Mais Hitler réduit cette manoeuvre à néant : le 20 août, il envoie un message personnel à Staline, de dictateur à dictateur. Le
Führer précise que la tension germano-polonaise est devenue intolérable, suggérant que la guerre va très bientôt se déchaîner, et qu'en conséquence le pacte devra être conclu le 22 ou le 23 août 1939. Cette démarche est habile, puisqu'elle met Staline au pied du mur. Impossible, pour lui, de se dérober, ou de s'abriter derrière Molotov. Il interprète le message hitlérien pour ce qu'il est : un ultimatum. Si le pacte n'est pas conclu dans les 72 heures, il ne le sera jamais.
Pourquoi Hitler était-il si pressé ? A mon avis, à cause de la réaction occidentale qu'il pouvait redouter dès le 19 août devant cet événement d'importance : la conclusion d'un accord commercial germano-soviétique. Un rapprochement aussi manifeste pouvait amener Londres et Paris à accélérer leurs démarches en vue d'un accord avec Moscou. Il fallait donc agir vite, prendre tout le monde de court.

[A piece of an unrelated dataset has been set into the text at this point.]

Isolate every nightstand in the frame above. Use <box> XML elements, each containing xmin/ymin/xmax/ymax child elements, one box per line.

Je ne crois pas, en revanche, que cette intervention directe du
Führer découle du fait qu'aurait été fixée au 26 août la date de l’invasion de la Pologne, comme on l'a souvent écrit, dans la mesure où une telle décision ne semble, en fait, avoir été prise que le 22 août (Journal du
Generaloberst Franz Halder – entrée du 22 août 1939,
in Charles Burdick & Hans-Adolf Jacobsen,
The Halder’s Diary 1939-1942, Novato, Presidio Press, 1988, p. 32), outre que rien ne l’empêchait de repousser la date de son offensive à la semaine suivante, c'est-à-dire au 1er septembre – ce qui sera d’ailleurs le cas.
Toujours est-il que, le lendemain 21, Staline cède - définitivement. Les missions militaires occidentales sont, à cette date, revenues bredouilles de leurs démarches auprès de Varsovie. En conséquence, dans la soirée, Staline invite Ribbentrop à Moscou pour le 23 août. Le pacte sera signé à cette date.
Deux autres éléments attestent, à mon sens, du caractère improvisé de cette décision.
Tout d'abord, l'Internationale communiste mettra deux semaines à définir une stratégie idéologique cohérente -
ce que je résume ici.
Ensuite, l'invasion de la Pologne par l'Armée rouge dénote une certaine confusion. Le Kremlin, tout d'abord, laisse l'Allemagne se débrouiller seule. Il est en effet dans l’attente de conclure un armistice avec le Japon à la suite de sa victoire militaire contre l'armée nippone, ce qui sera chose faite le 16 septembre 1939. Il redoute également les réactions franco-britanniques. C'est pourquoi, lorsque la
Wehrmacht attaque le 1er septembre 1939 et que l’Angleterre et la France finissent, de mauvaise grâce, par déclarer la guerre à l’Allemagne avec deux jours de retard, Moscou reste sourd aux pressions de Berlin tendant à frapper Varsovie dans le dos. C’est seulement le 9 septembre 1939 que Molotov fait savoir à Ribbentrop que l’offensive soviétique sera déclenchée
"dans les prochains jours" (télégramme de l'ambassadeur allemand à Moscou Schulenburg à Ribbentrop du 9 septembre 1939, reproduit dans
La vérité sur les rapports germano-soviétiques. 1939-1941, France-Empire, 1948, p. 91).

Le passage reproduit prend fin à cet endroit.